The effect of Wall Street’s culture on the next generation culminates in the back of a preschool assembly. Isabelle is sitting there with other oddballs when her son springs forward and tugs hard on the underwear peeking from the jeans of the woman who stole her fiance. Snap!

In the novel, Isabelle is a managing director at an investment bank. In reality, Sherry held that same title at Bear Stearns Cos., where she worked in institutional equities. (Her husband, Steve Klinsky, founded and runs private equity firm New Mountain Capital.)

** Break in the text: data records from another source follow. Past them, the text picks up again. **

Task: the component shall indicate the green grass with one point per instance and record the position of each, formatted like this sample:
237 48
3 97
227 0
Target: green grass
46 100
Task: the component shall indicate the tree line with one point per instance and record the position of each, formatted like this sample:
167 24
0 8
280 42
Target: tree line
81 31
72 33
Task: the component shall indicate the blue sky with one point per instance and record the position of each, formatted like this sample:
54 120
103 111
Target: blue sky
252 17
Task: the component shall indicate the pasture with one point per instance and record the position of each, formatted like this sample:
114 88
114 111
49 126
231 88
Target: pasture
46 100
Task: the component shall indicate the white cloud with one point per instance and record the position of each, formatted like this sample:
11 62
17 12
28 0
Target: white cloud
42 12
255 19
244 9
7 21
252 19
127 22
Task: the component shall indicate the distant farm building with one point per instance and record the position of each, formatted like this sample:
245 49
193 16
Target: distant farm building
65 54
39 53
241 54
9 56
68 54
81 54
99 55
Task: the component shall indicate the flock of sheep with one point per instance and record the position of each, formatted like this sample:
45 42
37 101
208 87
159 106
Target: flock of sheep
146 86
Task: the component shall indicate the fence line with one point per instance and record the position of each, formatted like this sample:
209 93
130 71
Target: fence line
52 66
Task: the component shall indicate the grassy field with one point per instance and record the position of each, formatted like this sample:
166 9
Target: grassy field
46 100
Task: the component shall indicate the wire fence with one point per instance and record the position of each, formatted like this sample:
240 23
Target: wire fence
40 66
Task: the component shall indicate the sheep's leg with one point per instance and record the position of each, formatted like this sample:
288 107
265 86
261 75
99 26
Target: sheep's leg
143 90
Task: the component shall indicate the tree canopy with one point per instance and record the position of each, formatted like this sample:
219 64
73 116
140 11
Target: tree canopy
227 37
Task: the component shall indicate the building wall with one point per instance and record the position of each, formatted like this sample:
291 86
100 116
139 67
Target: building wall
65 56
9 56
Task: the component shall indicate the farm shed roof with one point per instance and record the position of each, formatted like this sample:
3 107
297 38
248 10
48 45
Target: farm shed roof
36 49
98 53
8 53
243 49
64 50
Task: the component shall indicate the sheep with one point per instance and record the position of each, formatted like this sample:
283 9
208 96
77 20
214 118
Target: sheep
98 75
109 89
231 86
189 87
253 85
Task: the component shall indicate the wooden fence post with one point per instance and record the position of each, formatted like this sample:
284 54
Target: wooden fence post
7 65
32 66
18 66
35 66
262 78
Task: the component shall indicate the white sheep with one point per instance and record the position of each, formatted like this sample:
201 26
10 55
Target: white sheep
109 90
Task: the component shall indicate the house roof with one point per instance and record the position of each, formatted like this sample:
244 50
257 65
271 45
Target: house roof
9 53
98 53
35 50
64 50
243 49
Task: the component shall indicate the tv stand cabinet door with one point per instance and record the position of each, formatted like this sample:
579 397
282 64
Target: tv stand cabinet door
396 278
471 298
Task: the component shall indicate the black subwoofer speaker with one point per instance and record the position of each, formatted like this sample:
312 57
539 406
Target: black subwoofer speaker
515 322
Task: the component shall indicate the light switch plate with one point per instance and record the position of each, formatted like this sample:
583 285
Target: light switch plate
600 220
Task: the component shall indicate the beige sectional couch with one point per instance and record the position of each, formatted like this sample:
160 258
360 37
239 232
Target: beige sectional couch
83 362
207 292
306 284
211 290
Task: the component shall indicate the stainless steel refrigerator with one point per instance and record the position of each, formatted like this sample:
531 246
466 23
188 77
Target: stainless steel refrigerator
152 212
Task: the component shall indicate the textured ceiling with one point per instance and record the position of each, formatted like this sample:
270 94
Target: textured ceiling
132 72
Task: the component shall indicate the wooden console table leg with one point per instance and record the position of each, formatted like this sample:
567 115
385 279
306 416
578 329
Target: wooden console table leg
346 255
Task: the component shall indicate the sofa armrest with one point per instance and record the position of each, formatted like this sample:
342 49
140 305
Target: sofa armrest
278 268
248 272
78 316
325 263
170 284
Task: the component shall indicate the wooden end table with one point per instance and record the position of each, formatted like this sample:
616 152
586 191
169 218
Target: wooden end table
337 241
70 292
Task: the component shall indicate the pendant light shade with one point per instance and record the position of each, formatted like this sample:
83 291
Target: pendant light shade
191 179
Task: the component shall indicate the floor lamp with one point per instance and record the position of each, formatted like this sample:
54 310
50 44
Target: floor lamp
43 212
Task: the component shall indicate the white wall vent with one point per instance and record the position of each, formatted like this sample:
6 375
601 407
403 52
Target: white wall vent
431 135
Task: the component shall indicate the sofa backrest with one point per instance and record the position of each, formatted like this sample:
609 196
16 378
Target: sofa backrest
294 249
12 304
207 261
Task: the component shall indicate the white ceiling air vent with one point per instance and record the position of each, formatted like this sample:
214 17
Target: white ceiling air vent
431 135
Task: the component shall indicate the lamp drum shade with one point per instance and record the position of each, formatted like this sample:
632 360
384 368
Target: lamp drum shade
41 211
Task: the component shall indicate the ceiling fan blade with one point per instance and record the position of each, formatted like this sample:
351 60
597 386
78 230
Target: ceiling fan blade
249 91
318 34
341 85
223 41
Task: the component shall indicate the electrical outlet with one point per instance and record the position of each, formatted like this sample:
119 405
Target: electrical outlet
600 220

While there was no thong-snapping incident in real life, Sherry says there was a time when she sat with a child who noticed another mom’s thong peeking up. “He was fascinated.” As for the preschool scene, she says, it’s “pretty accurate.”

Sherry also witnessed frictions between women on and off Wall Street. She recalls working women’s “snide remarks” about the way a year-end teacher’s gift was handled by the moms without jobs. “That sort of stuff really hurt me,” she says. “I always come back to the fact that one group needs the other.”

Seeking Acceptance

Such attitudes compound the challenges women face and shape how the next generation behaves, she says.

“Men do not judge each other through such a harsh scope, and women really need to just stop,” Sherry says. “We’re telling our kids to be nice and more attuned to bullying, and sometimes I think they are learning from us this tendency, out of insecurity or whatever it is, to tap into a mean-girls thing.”

Sherry left Bear Stearns and soon enrolled in a masters of fine arts program at Columbia University. “I wanted to have something that was mine and wasn’t nearly as time consuming,” she says. That shifted her focus from dealing with men to dealing with women.

On Wall Street, “I wanted to be so part of the team and be accepted. There were so few women, of course your alliances were with men,” she says. After leaving, “it was really the first time since college that I made friends with women again.”

The former rower fit in, mostly. “I was seen as quirky,” she says. “I had this crazy bicycle I would take to school, with a kid in the front and one in the back. There were a lot more black sedans.”

The other night she and her husband hosted a cocktail party for the parents of kids in her eighth-grader’s class (they have four children -- two from before she left Bear Stearns and two after). She enjoys such gatherings. “Just being in the flow of e-mail and comments: It sounds really mundane and maybe the former me would have pooh-poohed it, but it’s just nice to have that connection with other people. Before you didn’t have time for it.”